LA PARCA CON EL GESTO DE LA MONA LISA
Yo le conozco el gesto y mi padre le conoce las pisadas. Por
eso me llama desde su lecho: ¡Adriana! Más que mi nombre es un grito herido con
la afilada hoja de la guadaña. ¡Adriana! Yo me demoro en despertar porque,
dormida, ya sé. Tener consciencia estando dormidos es un evento que sólo les
sucede a los mártires. Me lo dijo una santa mujer. Yo, dormida, ya lo sé todo,
incluso que son las tres de la mañana. Que esperaré las horas de reposo que les
faltan a mis hermanos para entonces llamarlos a ver si quieren asistir a la
mueca postrera que será bien retorcida. ¡Adriana!, y yo me siento, el sueño
pesa en mis ojos. El sueño tiene peso de plomo. Me hace tambalear. Me jala de
vuelta a la cama. Mis pies tantean en busca de las chanclas. ¡Adriana!
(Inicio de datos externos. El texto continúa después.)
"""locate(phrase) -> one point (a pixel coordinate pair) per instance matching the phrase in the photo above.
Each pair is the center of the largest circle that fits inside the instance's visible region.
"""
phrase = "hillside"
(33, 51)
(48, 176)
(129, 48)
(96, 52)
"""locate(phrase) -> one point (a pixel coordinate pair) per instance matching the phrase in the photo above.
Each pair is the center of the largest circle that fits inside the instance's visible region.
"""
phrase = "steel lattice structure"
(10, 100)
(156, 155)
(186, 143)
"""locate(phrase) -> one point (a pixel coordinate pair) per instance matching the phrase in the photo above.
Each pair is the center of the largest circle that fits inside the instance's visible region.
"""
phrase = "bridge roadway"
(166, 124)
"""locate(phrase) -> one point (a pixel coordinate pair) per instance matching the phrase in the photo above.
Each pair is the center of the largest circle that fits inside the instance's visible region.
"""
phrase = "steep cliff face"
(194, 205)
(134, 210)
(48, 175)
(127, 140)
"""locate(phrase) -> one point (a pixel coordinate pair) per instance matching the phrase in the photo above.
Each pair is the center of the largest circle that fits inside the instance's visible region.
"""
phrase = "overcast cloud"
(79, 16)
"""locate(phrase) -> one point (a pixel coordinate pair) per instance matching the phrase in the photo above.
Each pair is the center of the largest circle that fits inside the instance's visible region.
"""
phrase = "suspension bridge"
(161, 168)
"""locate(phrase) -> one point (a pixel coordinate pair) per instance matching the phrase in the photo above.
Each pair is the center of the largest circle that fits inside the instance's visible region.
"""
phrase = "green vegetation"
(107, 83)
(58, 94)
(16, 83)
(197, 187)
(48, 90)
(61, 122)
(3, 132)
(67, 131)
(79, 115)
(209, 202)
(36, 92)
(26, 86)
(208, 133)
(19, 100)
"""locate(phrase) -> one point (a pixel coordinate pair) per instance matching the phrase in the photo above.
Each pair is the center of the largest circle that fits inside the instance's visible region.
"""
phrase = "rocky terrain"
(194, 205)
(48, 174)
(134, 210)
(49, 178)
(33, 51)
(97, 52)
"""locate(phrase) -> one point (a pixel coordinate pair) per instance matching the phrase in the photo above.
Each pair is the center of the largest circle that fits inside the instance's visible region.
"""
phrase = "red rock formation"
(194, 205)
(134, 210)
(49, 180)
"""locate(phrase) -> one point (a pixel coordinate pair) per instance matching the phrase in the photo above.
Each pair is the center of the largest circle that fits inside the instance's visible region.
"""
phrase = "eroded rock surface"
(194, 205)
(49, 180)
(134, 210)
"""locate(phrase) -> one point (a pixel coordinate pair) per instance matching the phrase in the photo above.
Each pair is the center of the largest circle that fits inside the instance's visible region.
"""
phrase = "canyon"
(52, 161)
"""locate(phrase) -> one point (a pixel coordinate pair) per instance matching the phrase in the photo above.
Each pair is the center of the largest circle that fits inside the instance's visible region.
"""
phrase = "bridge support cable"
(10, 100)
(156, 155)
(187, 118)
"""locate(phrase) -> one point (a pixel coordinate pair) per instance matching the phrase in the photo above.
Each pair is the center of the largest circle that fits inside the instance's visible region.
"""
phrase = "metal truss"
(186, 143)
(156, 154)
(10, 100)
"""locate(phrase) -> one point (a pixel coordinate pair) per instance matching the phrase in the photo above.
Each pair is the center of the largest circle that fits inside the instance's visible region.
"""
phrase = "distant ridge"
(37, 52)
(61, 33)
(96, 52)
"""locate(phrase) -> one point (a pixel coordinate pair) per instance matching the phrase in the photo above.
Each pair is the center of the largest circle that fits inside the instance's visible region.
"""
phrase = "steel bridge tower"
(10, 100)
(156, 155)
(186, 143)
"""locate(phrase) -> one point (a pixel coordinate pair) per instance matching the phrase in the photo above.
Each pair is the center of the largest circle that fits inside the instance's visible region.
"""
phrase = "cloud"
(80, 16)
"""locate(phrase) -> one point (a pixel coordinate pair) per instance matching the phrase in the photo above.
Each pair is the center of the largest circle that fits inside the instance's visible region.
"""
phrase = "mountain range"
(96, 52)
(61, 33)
Y las
chanclas chancletean la nana de los sonámbulos, la cobija viene arrastrando su
cola de dulce abrigo. ¡Adriana! No estamos lejos, sólo media entre nosotros una
pared que tenía un vano sin puerta. Yo lo hice tapiar para sofocar mis ansias y,
sin embargo, estar ahí. Noches enteras lo oigo roncar hasta que se queda por
allá en el fondo de la vida. Entonces espero que el aire se vuelva sólido,
concreto, hielo; aire de las alturas infinitas; aire del Tíbet. Pero sólo en el
ámbito de mi padre. Mientras llega el momento, él emerge de las profundidades,
y con él la parca que tiene esa risa partida por la mitad. Esa risa lacerante. Parca perversa. Aunque
sus gritos crispan la noche tranquila, yo demoro en llegar, enormes distancias se tienden entre nuestras
habitaciones contiguas: los sueños truncados. Y el miedo. ¡Adriana! Y yo lo
miro desde el umbral. Yace en un charco de horror. O será el aire derretido.
¡Adriana!, grita. Padre, respondo. Entonces él dice lo mismo: ¡Llámelos a
todos! Dígales que vengan. Llegó la hora. Yo no me quiero morir.